26. Analyze the degrees and importance of male bonds/desires (homoerotic/homosocial?) as well as female relations. Valerie Traub notes, for example, that Rosalind chooses the name Ganymede, that of "the young lover of Zeus . . . familiar . . . as a colloquial term used to describe the male object of male love" (124-25); moreover, might Phoebe's attraction to Ganymede blur hetero/homosocial lines (3.5.109ff.)?

27. What's your reaction to Frederick's conversion (5.4.160)?

28. Evaluate the play's conclusion(s). Have the issues (problems/desires) introduced and represented been resolved/fulfilled? Has primogeniture been contested, converted, supported? Has Orlando merited his success? What does Rosalind achieve?

29. Consider the play's biblical allusions (Adam, Cain/Abel, Prodigal Son) and generally its emphasis on spiritual bonds, perhaps in opposition to ties of blood, property, or the flesh?

30. Perhaps look for Juliet Dusinberre's essay on the play--she argues that Rosalind rewrites Elizabeth I, and oscillates between repression and expression, generating powerful fantasies of sexual desire.

31. Perhaps look for Peter Erickson's exploration of the effects of male friendship, reconciliation, androgyny, and benevolent patriarchy (chapter in his book on patriarchy in Shakespeare's plays). How does his argument extend or contest your sense of the play?

32. Be sure to read Jean E. Howard's introduction to the play in our text (377-386; 1591-99)--what do you find interesting and provocative in her comments?

More on Shakespeare’s comedies and As You Like It, with recap of some quotes to ponder:
“Given that Shakespeare was writing in a very male-dominated society, some critics read these plays as a kind of playful rebellion in sexual matters by young people against the authority of parents.
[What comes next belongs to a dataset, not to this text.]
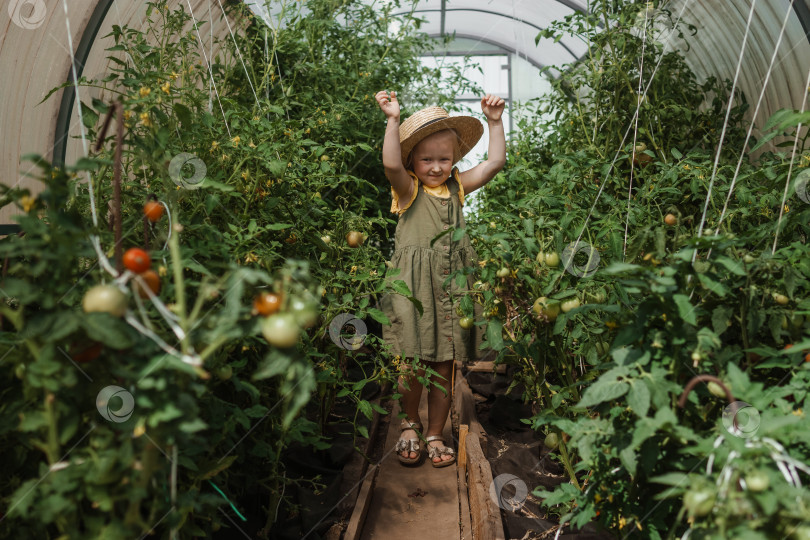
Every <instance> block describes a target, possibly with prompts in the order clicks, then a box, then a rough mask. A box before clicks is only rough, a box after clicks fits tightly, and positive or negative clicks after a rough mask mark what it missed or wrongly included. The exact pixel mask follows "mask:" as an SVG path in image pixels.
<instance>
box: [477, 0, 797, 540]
mask: <svg viewBox="0 0 810 540" xmlns="http://www.w3.org/2000/svg"><path fill="white" fill-rule="evenodd" d="M590 6H591V9H592V13H591V14H590V15H588V14H582V13H577V14H574V15H572V16H570V17H568V18H567V19H566V20H564V21H559V22H557V23H555V24H553V25H552V26H551V27H549V29H547V30H545V31H543V32H542V33H541V34H540V36H544V37H559V36H561V35H564V34H573V35H575V36H578V37H581V38H582V39H583V40H584V41H586V42H588V43H589V44H590V48H589V52H588V54H587V55H586V56H585V57H584V58H583V59H582V60H581V61H580V62H579V63H577V64H576V65H573V66H565V67H564V69H563V68H560V67H559V66H558V67H557V69H560V70H561V76H560V77H559V78H558V79H557V80H555V81H553V82H552V85H553V88H554V92H553V93H552V94H551V95H550V96H548V97H545V98H541V99H540V100H538V101H537V102H536V103H535V104H534V105H533V106H531V107H528V108H526V109H524V111H523V112H522V114H523V115H524V116H523V118H522V119H521V120H519V121H518V125H519V130H518V131H517V132H516V133H515V135H514V137H513V140H512V142H511V143H510V148H509V163H508V164H507V167H506V169H505V171H504V172H503V173H502V174H501V175H500V176H499V177H498V178H496V179H495V180H494V181H493V182H492V183H491V184H490V185H489V186H487V189H486V190H483V193H482V194H481V195H480V197H479V200H480V210H481V213H480V215H478V216H476V218H475V219H469V220H468V226H469V228H470V231H471V235H473V237H474V243H475V245H476V248H477V250H478V252H479V256H480V257H481V259H482V261H483V262H482V269H481V273H482V276H481V281H482V283H481V284H480V287H479V288H478V289H476V290H475V291H471V294H470V298H471V299H474V300H475V301H478V302H480V303H482V304H483V305H484V307H485V310H486V312H487V313H488V314H489V316H490V317H491V318H490V320H489V322H488V329H489V328H491V329H493V332H491V333H488V339H489V342H490V344H492V345H493V346H494V348H495V349H496V350H498V351H499V354H498V362H503V363H508V364H513V365H516V366H518V367H519V370H518V372H517V373H516V375H515V377H514V380H513V384H512V388H516V387H520V388H521V389H522V390H523V392H524V393H523V397H524V399H525V400H526V401H528V402H530V403H532V404H533V407H534V410H535V411H536V414H535V415H534V417H533V418H532V419H531V420H527V421H528V422H530V423H531V424H532V425H533V427H534V428H535V429H537V430H540V431H542V432H546V433H555V434H556V433H561V434H563V436H562V437H561V439H562V441H561V442H560V445H559V451H558V456H559V459H560V461H561V462H562V464H563V465H564V466H565V467H566V470H567V472H568V473H569V476H570V479H571V483H563V484H560V485H559V486H558V487H557V488H556V489H554V490H542V489H540V490H538V491H536V495H538V496H540V497H542V498H544V504H545V505H546V506H547V507H548V508H549V509H550V510H552V511H553V512H556V513H558V514H559V515H560V519H561V522H562V523H568V524H570V525H571V526H574V527H575V528H576V527H582V526H584V525H585V524H587V523H588V522H590V521H596V522H597V523H598V524H599V525H600V526H602V527H604V528H605V529H609V530H611V531H612V532H613V533H615V534H618V535H622V536H625V535H638V536H639V537H645V538H663V537H675V536H680V535H682V534H683V533H684V532H685V531H686V530H687V529H691V531H692V533H691V534H692V536H691V537H701V538H709V537H714V538H718V537H720V538H743V537H750V538H755V537H756V538H765V537H768V538H771V537H773V538H777V537H778V538H783V537H787V536H790V535H794V536H795V535H797V534H799V533H797V532H796V531H797V530H799V529H800V527H801V526H802V525H801V524H802V523H805V522H806V521H807V519H808V514H807V508H808V500H810V492H808V490H807V489H806V488H799V487H797V486H796V485H795V482H793V481H788V477H786V476H785V475H784V474H783V472H782V470H783V469H784V463H781V464H779V463H777V462H776V461H775V460H776V459H782V460H796V461H795V463H807V462H808V461H810V446H808V439H807V435H806V434H807V432H808V431H807V430H808V427H810V425H808V417H807V415H806V412H805V411H807V410H808V409H807V407H808V405H809V404H810V403H809V402H808V396H807V392H806V387H807V382H808V377H810V371H808V366H810V364H808V363H807V362H805V356H806V355H807V354H808V352H810V324H808V321H807V320H806V316H807V315H808V313H810V266H808V262H807V261H808V260H810V257H808V256H809V255H810V249H809V248H808V245H807V239H808V233H810V228H808V225H807V224H808V222H810V207H809V206H808V205H807V204H806V203H804V202H803V201H801V200H800V199H799V197H797V196H796V194H795V193H794V190H795V187H794V186H792V185H789V186H788V192H787V196H788V198H787V200H786V201H785V206H784V208H783V207H782V204H783V199H782V197H783V193H784V192H785V186H786V184H787V180H788V173H789V170H790V169H791V164H792V165H793V177H794V178H795V175H796V173H797V171H800V170H801V168H802V167H806V166H807V164H808V159H807V156H806V154H804V153H805V152H806V150H807V142H808V141H807V135H806V134H798V133H797V130H796V127H797V125H798V124H799V122H802V121H805V122H806V115H801V114H799V113H798V112H797V111H787V110H786V111H780V112H778V113H777V114H776V115H775V116H774V117H773V118H772V119H771V120H770V121H769V122H768V125H767V126H766V127H765V130H764V131H765V133H766V134H765V136H764V137H763V138H762V139H760V141H756V142H752V143H751V145H750V148H748V149H745V148H743V142H744V140H745V134H746V130H747V128H748V125H747V124H746V122H745V121H744V113H745V111H746V104H745V99H744V97H743V96H741V95H736V96H734V99H733V100H732V109H731V112H730V113H729V120H728V124H727V125H725V123H724V122H725V118H726V106H727V103H728V102H729V92H730V89H731V85H730V83H729V82H728V81H716V80H713V79H708V80H706V81H704V82H699V81H697V80H696V78H695V76H694V74H693V73H692V72H691V71H690V70H689V69H688V67H687V65H686V63H685V61H684V59H683V57H682V56H681V54H680V53H677V52H667V51H665V50H664V49H663V46H662V44H661V42H659V41H658V36H660V35H662V33H668V32H669V31H670V30H673V31H674V32H675V34H676V35H677V34H678V32H681V35H682V37H683V38H684V39H685V40H686V42H687V43H688V41H689V40H690V39H697V38H695V37H694V35H693V34H694V31H695V29H694V28H682V27H684V26H685V25H683V24H680V25H679V26H675V20H676V16H673V14H672V13H669V12H667V10H666V8H663V9H654V6H653V5H652V4H650V10H649V11H647V7H646V6H645V5H644V4H643V3H631V2H615V1H611V2H608V1H605V2H599V1H597V2H591V4H590ZM655 7H657V3H656V6H655ZM645 12H646V15H645ZM645 17H646V18H647V24H646V25H645V24H644V21H645ZM642 60H643V68H642V66H641V62H642ZM653 71H654V72H655V74H654V76H653ZM639 81H641V84H639ZM639 88H641V89H642V92H641V93H642V94H643V90H644V89H645V88H646V89H647V95H646V98H645V99H643V100H641V99H640V98H639ZM637 107H638V118H637V119H636V117H635V113H636V109H637ZM527 111H528V112H527ZM724 128H725V138H724V141H723V146H722V152H721V153H720V157H719V162H718V166H717V168H716V169H715V167H714V160H715V157H716V156H715V154H716V152H717V149H718V146H719V143H720V137H721V133H722V132H723V130H724ZM805 133H806V132H805ZM777 135H778V136H786V137H787V138H789V140H790V148H789V150H792V148H793V142H794V141H796V143H797V145H798V146H797V154H796V155H795V160H794V159H793V158H792V154H782V153H773V152H765V153H762V154H761V155H759V156H758V157H757V158H756V160H754V159H753V158H751V157H750V152H752V151H753V150H759V151H760V152H761V151H762V149H763V148H764V144H765V143H767V142H768V141H771V140H772V139H773V138H774V137H776V136H777ZM642 143H643V146H642ZM636 145H638V146H636ZM732 180H733V182H734V183H733V191H732ZM704 212H705V221H704V219H703V217H704ZM667 214H673V216H674V217H675V224H674V225H670V224H667V222H666V221H665V216H666V215H667ZM495 216H497V218H495ZM491 219H497V223H495V222H494V221H492V222H490V220H491ZM777 232H778V235H779V236H778V241H776V242H775V240H774V237H775V234H776V233H777ZM577 241H579V242H587V244H588V245H590V246H592V247H593V249H594V251H593V252H590V253H589V250H588V249H585V250H584V251H580V252H579V253H576V254H575V256H574V257H573V259H571V260H570V262H569V258H568V257H567V256H566V255H567V252H566V247H569V249H570V247H571V246H574V247H579V246H581V244H579V245H577V244H575V242H577ZM551 252H553V253H557V254H560V255H561V259H562V263H561V264H560V265H559V266H553V265H550V264H548V263H547V262H546V261H547V259H546V257H545V256H544V254H547V253H551ZM593 253H595V254H596V255H598V257H599V258H598V266H597V267H596V271H595V272H593V273H592V272H590V271H585V270H587V269H588V268H589V266H588V264H589V263H588V261H587V258H588V256H589V254H593ZM502 266H508V267H509V268H510V270H511V275H510V276H509V277H506V278H499V277H497V276H496V271H497V269H498V268H500V267H502ZM567 267H568V269H567ZM778 295H784V296H785V297H786V298H781V297H780V296H778ZM538 297H547V298H549V299H551V300H550V301H548V302H553V301H555V300H557V301H563V302H564V301H565V300H570V299H572V298H576V299H578V300H579V301H580V304H581V305H580V306H579V307H576V308H574V309H571V310H568V311H566V309H563V310H562V311H561V312H560V313H559V315H558V316H556V318H555V317H553V316H548V314H546V315H545V316H544V315H543V313H539V314H538V312H537V311H533V310H532V302H534V300H535V299H536V298H538ZM785 300H786V302H785ZM548 302H547V304H548ZM546 311H548V310H546ZM788 345H791V347H789V348H788V349H787V350H785V347H786V346H788ZM700 374H710V375H714V376H717V377H718V378H719V379H721V380H722V381H724V382H725V384H726V385H729V386H730V388H731V391H732V393H733V396H734V399H736V400H740V401H744V402H746V403H748V404H750V405H751V406H752V407H753V408H754V409H756V411H757V412H758V413H759V415H760V419H759V421H758V422H754V424H755V425H756V429H754V430H753V433H751V434H750V435H751V436H750V437H748V438H746V437H738V436H735V435H734V434H732V431H733V427H730V428H727V427H726V425H725V424H724V423H723V415H724V408H725V407H726V406H727V405H728V403H727V402H726V400H725V399H724V398H718V397H716V396H715V395H712V394H711V393H710V392H709V391H708V390H707V388H706V386H704V384H702V383H701V384H699V385H698V387H697V388H696V389H695V390H693V391H692V392H691V394H690V395H689V397H688V399H687V401H686V404H685V406H684V407H683V408H681V407H679V406H678V399H679V397H680V395H681V393H682V392H683V390H684V388H685V387H686V385H687V384H688V383H689V381H690V380H691V379H692V378H693V377H694V376H695V375H700ZM740 414H742V413H740ZM745 414H747V413H745ZM752 422H753V421H752ZM754 424H752V425H754ZM730 429H731V431H730ZM746 443H747V444H746ZM775 456H778V458H777V457H775ZM797 467H798V466H797ZM754 470H757V471H760V472H759V477H752V478H750V479H749V480H751V481H750V482H748V481H746V479H745V478H746V475H749V474H750V473H751V471H754ZM799 470H800V469H799V468H797V469H796V471H797V472H796V474H797V475H799V476H802V475H803V476H802V478H801V480H802V482H803V483H806V482H805V480H806V479H807V478H806V474H807V470H805V469H801V470H802V471H804V472H798V471H799ZM752 486H756V488H757V489H754V487H752Z"/></svg>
That rebellion is, however, always absorbed by those in authority. At the end passionate love is transformed into safe, socially sanctioned, marriage. Other critics argue that although a kind of social order is imposed by the event of marriage at the end, the subversive comic energy of the ‘rebellion’ is such that it demonstrates that a more equal kind of relationship between men and women is possible, and indeed desirable. [In addition] The playful, riddling language of some of the comedies in performance not only delights the audience but draws attention to itself, sometimes to radical effect.” (Sean McEvoy, Shakespeare: The Basics)

“As You Like It is poised carefully on the razor’s edge separating fantasy from harsh reality. . . . [the play] is to a remarkable degree open to the infinite malleability of human beings and their social practices. . . . It is with the heroine, however, that As You Like It offers its richest dramatization of a figure who plays endlessly with the limits and possibilities of her circumstances. . . . this he/she, continues to the end to defy the fixed identities and the exclusionary choices of the everyday world, offering instead a world of multiple possibilities and transformable identities.” (Jean E. Howard, Norton edition, p. 384)

1. "I see thou lovest me not with the full weight that / I love thee" (1.2.6-7).
2. (2.1.1-20), includes "That can translate the stubbornness of fortune / Into so quiet and so sweet a style" (2.1.19-20).
3. "The constant service of the antique world" (2.3.58) in contrast to the present "Where none will sweat but for promotion" (2.3.61).
4. “They say he is already in the forest of Ardenne, and a / many merry men with him; and there they live like the old / Robin Hood of England. They say many young gentlemen / flock to him every day, and fleet the time carelessly, as they did in the golden world” (1.1.99-103).

5. ORLANDO: “What were his marks?
ROSALIND: A lean cheek, which you have not; a blue eye and sunken, which you have not; an unquestionable spirit, which you have not . . . But you are no such man. You are rather point-devise in your accoutrements, as loving yourself than seeming the lover of any other” (3.2.336-46).

6. (4.3.102-19) includes " A wretched, ragged man" (4.3.105).
7. "But O, how bitter a thing it is to look into happiness through another man's eyes" (5.2.38-39).